Skip to content

ASR Loader

Loader for ASR (Automatic Speech Recognition) datasets.

There are two parsing strategies for ASR datasets, controlled by the root_strategy field in the schema.

Strategies

Index-based (default)

A CSV or TSV index file maps audio paths to transcriptions and other metadata columns.

Controlled by:

Field Required Description
format File format ("csv" or "tsv").
index_file Path to the metadata file, relative to the dataset root.
columns Mapping of logical column names to source columns and dtypes.
base_audio_path (optional) Directory prefix prepended to file_path dtype columns.

Multi-split strategy (root_strategy: "multi_split")

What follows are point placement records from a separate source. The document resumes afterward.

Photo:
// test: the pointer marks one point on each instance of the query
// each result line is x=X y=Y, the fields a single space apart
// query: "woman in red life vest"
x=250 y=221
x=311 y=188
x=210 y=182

Each split (e.g. train, dev, test) is stored in a separate file. The loader locates all matching files, filters by the configured split names, adds a split column to each, applies column mappings, and concatenates all frames into a single DataFrame. The split value is taken from the file stem.

Controlled by:

Field Required Description
splits List of split names to load (e.g. ["train", "dev", "test"]).
splits_file_pattern (optional) Glob pattern to locate split files (default: "**/*.tsv").
columns (optional) Column mappings applied to every split frame.
base_audio_path (optional) Directory prefix prepended to file_path dtype columns.

Examples

Index-based schema

dataset_id: "cmj8u48g4005lnxzp98cpr7b2"
task: "ASR"
format: "tsv"

index_file: "ss-corpus-shi.tsv"
base_audio_path: "audios/"

columns:
  audio_path:
    source_column: "audio_file"
    dtype: "file_path"
  transcription:
    source_column: "transcription"
    dtype: "string"
  speaker_id:
    source_column: "client_id"
    dtype: "category"
    optional: true
  audio_id:
    source_column: "audio_id"
    dtype: "string"
    optional: true
  duration_ms:
    source_column: "duration_ms"
    dtype: "int"
    optional: true
  prompt_id:
    source_column: "prompt_id"
    dtype: "string"
    optional: true
  prompt:
    source_column: "prompt"
    dtype: "string"
    optional: true
  votes:
    source_column: "votes"
    dtype: "int"
    optional: true
  age:
    source_column: "age"
    dtype: "category"
    optional: true
  gender:
    source_column: "gender"
    dtype: "category"
    optional: true
  language:
    source_column: "language"
    dtype: "category"
    optional: true
  split:
    source_column: "split"
    dtype: "category"
    optional: true
  char_per_sec:
    source_column: "char_per_sec"
    dtype: "float"
    optional: true
  quality_tags:
    source_column: "quality_tags"
    dtype: "string"
    optional: true

Multi-split schema

dataset_id: "cmj8u3okr0001nxxbeshupy5k"
task: "ASR"
root_strategy: "multi_split"

splits:
  - dev
  - invalidated
  - other
  - reported
  - test
  - train
  - validated

splits_file_pattern: "**/*.tsv"
base_audio_path: "clips/"

columns:
  audio_path:
    source_column: "path"
    dtype: "file_path"
  transcription:
    source_column: "sentence"
    dtype: "string"
  speaker_id:
    source_column: "client_id"
    dtype: "category"
    optional: true
  sentence_id:
    source_column: "sentence_id"
    dtype: "string"
    optional: true
  sentence_domain:
    source_column: "sentence_domain"
    dtype: "category"
    optional: true
  up_votes:
    source_column: "up_votes"
    dtype: "int"
    optional: true
  down_votes:
    source_column: "down_votes"
    dtype: "int"
    optional: true
  age:
    source_column: "age"
    dtype: "category"
    optional: true
  gender:
    source_column: "gender"
    dtype: "category"
    optional: true
  accents:
    source_column: "accents"
    dtype: "category"
    optional: true
  variant:
    source_column: "variant"
    dtype: "category"
    optional: true
  locale:
    source_column: "locale"
    dtype: "category"
    optional: true